Acababa de pasar cuatro horas sacando a varias personas de un ascensor donde habían quedado atrapadas. Una mujer se había desmayado; los demás estaban bien. Había sido un día muy largo para todos. Melanie saludó con la mano a las dos niñas que había encontrado y que ahora pasaban por delante de ella con su madre, camino del refugio. La madre se quedó atónita cuando se dio cuenta de que era Melanie. Incluso con su largo pelo rubio sin peinar y enredado y la cara sucia, era fácil reconocer a la estrella.

– ¿No te cansas de que la gente te reconozca? -le preguntó uno de los bomberos.

– Sí, mucho. Mi novio lo detesta. Una vez, le pegó un puñetazo en la cara a un fotógrafo y acabó en la cárcel. La verdad es que lo saca de quicio.

– No me sorprende. -El bombero sonrió y volvió al trabajo.

Los hombres que quedaban le dijeron que debería ir al refugio. Allí estaría más segura. Durante toda la noche había estado ayudando a los huéspedes del hotel y a diversos desconocidos, pero el Departamento de Servicios de Emergencia quería que todos fueran a los refugios. Caían cascotes por todas partes, trozos de ventana, junto con anuncios y pedazos de hormigón de los edificios. Sin mencionar los cables eléctricos que eran un peligro constante. Realmente, no era seguro que se quedara en la calle.

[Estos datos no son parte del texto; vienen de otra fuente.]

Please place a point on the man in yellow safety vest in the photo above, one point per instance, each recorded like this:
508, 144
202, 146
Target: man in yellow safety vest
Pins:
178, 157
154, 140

El más joven de los bomberos se ofreció para acompañarla las dos manzanas que había hasta el refugio y ella aceptó a regañadientes. Eran las siete de la mañana y sabía que su madre estaría muerta de preocupación; probablemente le habría dado un ataque de nervios, después de tantas horas sin saber dónde estaba su hija. Melanie fue charlando tranquilamente con el joven bombero hasta llegar a la iglesia adonde enviaban a todo el mundo. El edificio estaba lleno a rebosar y los voluntarios de la Cruz Roja y miembros de la iglesia estaban sirviendo el desayuno. Cuando vio aquella multitud, Melanie pensó que no iba a encontrar a su madre. Se despidió del bombero en la puerta, le agradeció que la hubiera acompañado y se abrió camino entre la gente, buscando a alguien conocido. Era un grupo enorme de personas, que hablaban, lloraban, reían; algunas parecían preocupadas y había cientos sentadas en el suelo.

Finalmente encontró a su madre, sentada junto a Ashley y Pam, la secretaria de Melanie. Llevaban horas preocupadas por ella. Janet soltó un chillido al verla y corrió a abrazarla. La estrechó con tanta fuerza que casi la aplastó y, a continuación, la riñó a voz en grito por desaparecer toda la noche.